Nevirapine extended-release (NVP-XR) taken once daily
remains an effective antiretroviral agent for patients infected with HIV-1
strains that do not harbor resistance mutations. Presence of tablet remnants of
NVP XR in stools was reported in 1.19% and 3.05% of subjects in two clinical
trials. However, the prevalence may have been underestimated because the
information was retrospectively collected in the studies.

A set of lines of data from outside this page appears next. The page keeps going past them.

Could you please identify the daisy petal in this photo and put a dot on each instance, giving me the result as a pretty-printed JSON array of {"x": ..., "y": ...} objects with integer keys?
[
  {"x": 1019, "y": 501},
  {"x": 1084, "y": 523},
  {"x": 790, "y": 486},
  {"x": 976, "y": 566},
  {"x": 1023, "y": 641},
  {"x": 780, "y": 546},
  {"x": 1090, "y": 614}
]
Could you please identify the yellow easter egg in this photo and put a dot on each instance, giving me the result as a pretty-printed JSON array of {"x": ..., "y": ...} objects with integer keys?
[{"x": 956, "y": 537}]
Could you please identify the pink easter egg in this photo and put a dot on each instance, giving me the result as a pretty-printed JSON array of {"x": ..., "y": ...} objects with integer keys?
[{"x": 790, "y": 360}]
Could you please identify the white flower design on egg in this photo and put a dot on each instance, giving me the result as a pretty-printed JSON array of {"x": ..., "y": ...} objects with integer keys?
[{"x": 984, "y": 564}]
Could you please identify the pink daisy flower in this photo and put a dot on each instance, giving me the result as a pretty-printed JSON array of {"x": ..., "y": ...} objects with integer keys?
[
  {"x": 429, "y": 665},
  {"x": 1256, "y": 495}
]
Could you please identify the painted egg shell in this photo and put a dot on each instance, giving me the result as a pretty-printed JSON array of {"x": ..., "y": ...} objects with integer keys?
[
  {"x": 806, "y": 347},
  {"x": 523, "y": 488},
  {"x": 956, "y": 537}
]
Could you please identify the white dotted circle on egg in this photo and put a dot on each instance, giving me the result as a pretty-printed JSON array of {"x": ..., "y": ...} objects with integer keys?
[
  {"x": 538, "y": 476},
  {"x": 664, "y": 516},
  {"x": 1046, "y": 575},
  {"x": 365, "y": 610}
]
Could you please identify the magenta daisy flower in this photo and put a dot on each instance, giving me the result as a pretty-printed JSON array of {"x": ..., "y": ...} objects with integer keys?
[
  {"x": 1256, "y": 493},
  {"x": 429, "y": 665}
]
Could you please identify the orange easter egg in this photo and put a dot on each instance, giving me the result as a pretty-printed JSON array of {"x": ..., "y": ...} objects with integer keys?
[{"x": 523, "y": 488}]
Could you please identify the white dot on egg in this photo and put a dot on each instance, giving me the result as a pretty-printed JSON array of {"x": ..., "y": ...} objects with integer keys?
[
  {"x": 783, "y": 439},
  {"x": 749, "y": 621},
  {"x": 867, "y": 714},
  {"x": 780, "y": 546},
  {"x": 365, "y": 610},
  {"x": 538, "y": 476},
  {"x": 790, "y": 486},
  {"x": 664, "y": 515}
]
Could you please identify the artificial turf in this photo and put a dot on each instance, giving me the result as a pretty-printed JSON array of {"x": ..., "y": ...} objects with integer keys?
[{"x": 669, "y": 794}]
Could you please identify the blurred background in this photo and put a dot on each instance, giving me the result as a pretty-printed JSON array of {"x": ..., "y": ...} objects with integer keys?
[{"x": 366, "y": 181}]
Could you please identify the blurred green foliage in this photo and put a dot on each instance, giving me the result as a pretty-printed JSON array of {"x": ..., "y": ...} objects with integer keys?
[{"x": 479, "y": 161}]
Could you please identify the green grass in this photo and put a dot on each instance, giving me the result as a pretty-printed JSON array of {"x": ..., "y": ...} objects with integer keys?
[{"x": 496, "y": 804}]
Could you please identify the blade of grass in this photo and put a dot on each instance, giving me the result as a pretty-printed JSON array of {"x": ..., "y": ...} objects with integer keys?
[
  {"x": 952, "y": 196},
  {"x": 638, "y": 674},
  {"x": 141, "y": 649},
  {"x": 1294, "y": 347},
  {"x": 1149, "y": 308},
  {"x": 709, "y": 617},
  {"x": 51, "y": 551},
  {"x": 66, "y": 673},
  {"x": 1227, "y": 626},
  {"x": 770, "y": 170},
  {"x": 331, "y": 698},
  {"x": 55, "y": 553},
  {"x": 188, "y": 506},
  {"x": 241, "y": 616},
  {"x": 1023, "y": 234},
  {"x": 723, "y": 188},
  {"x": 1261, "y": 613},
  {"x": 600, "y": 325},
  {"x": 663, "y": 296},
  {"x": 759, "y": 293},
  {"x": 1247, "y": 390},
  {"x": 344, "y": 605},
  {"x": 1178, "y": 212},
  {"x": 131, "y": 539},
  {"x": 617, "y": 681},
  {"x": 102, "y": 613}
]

Between April and December 2014, we prospectively inquired
about the frequency of noticing tablet remnants of NVP XR in stools in
HIV-1-infected patients who switched to antiretroviral regimens containing NVP
XR plus 2 nucleos(t)ide
reverse-transcriptase inhibitors. Patients were invited to participate in
therapeutic drug monitoring of plasma concentrations of NVP 12 or 24 hours
after taking the previous dose (C12 and C24, respectively) of NVP XR using
high-performance liquid chromatography. The information on clinical
characteristics, including plasma HIV RNA load and CD4 lymphocyte count, at
baseline and during follow-up was recorded.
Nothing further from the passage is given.